Gus' pastor is being reassigned and he's getting a brand new pastor fresh out of the seminary. He asks listeners what advice they'd give to a new priest/pastor.


  • Brenda: April 25, 2018

    To England: barbarism has been unlawful for many centuries. Stop and think what you are doing to this family. Give it to our Lord Jesus. Please let our Lord take care of Alfie through those who want him to live. Pray to have Jesus surround this little boy with His Precious Saving Blood to heal him.

  • Janice: April 24, 2018

    I really really really like Seize the Day, but this morning was so nauseated by what I was hearing that I had to change the channel.

    Seriously, railing against government interference in health decisions and saying it is a sign of how bad socialized medicine is was flawed logic. When courts overrule a family decision about the care of an incapacitated loved one, it’s a huge problem especially when it results in death. But, if you remember Terri Schiavo, the courts had the same influence as they had with Alfie. Different health systems, but same high level of government interference.

    Having lived in countries with socialized medicine and utilized that healthcare, there is a lot to be said for socialized medicine.
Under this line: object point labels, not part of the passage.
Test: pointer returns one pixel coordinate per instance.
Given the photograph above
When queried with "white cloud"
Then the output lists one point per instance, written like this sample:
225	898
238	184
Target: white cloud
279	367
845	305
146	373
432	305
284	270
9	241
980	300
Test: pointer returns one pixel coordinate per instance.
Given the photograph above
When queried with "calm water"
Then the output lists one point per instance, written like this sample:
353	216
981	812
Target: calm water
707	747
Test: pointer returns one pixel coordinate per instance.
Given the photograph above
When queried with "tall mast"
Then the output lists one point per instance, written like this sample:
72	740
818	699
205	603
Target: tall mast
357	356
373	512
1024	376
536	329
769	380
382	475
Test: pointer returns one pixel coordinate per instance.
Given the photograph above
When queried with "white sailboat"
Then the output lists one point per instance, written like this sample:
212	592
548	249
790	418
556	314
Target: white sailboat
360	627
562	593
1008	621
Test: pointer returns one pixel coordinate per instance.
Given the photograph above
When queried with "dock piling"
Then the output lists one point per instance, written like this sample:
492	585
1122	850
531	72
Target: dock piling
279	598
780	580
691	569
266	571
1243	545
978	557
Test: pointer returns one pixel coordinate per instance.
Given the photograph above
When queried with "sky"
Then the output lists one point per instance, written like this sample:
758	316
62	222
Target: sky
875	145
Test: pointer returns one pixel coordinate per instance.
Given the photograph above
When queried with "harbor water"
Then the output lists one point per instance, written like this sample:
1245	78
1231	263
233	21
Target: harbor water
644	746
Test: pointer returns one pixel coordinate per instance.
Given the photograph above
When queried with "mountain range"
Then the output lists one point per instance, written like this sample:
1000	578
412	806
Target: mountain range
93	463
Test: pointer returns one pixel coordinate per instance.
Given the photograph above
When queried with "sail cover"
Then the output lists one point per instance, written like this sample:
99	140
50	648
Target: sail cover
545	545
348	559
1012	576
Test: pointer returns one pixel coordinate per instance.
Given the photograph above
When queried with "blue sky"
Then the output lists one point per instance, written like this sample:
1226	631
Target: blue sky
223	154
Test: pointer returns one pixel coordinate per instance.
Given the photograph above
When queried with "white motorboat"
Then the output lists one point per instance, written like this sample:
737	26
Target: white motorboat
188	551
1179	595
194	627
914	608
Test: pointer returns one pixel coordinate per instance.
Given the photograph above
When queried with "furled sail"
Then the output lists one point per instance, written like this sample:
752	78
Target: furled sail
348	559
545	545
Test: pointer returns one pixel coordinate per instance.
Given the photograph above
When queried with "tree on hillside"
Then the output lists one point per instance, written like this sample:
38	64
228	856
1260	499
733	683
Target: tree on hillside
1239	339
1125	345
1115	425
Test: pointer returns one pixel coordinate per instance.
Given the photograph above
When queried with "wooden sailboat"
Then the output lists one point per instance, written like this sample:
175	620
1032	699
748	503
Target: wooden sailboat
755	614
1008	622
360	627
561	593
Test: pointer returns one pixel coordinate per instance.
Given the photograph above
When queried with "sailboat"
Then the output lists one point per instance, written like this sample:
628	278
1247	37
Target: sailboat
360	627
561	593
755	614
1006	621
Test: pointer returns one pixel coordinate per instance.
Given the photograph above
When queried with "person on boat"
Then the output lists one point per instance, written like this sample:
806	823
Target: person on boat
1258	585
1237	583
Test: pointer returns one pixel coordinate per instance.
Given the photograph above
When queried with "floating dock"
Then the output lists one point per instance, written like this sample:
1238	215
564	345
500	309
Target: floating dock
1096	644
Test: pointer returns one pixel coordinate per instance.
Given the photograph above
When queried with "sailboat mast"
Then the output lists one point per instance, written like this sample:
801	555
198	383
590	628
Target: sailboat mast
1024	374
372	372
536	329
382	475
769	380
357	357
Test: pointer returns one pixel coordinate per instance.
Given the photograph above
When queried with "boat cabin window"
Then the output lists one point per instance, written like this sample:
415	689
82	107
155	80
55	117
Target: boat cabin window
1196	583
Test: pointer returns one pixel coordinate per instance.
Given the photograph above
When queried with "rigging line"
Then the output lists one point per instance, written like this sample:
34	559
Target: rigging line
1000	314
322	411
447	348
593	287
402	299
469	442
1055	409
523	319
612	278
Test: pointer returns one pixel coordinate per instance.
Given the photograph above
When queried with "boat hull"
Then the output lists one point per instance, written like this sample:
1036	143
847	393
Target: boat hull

There are problems with it too as there are limitations for what it can do and the priority systems can create delays in treatment.

    But when I think of the “safety net” you stressed was available, the injustice of private medicine is clear to me. Catastrophic care may staunch an immediate set of symptoms but will not reverse the tide of poor health practices or chronic, silent health problems.

    The short is, the government involvement in the health decisions for Alfie do not agree with our value system. I don’t think you would be taking on the government involvement if the parents were anxious to help Alfie die and the government was saying they needed to exhaust all treatment possibilities.

    Please be clear about your point. You (and I) don’t like the government’s decisions while interfering. It is the decision we don’t like.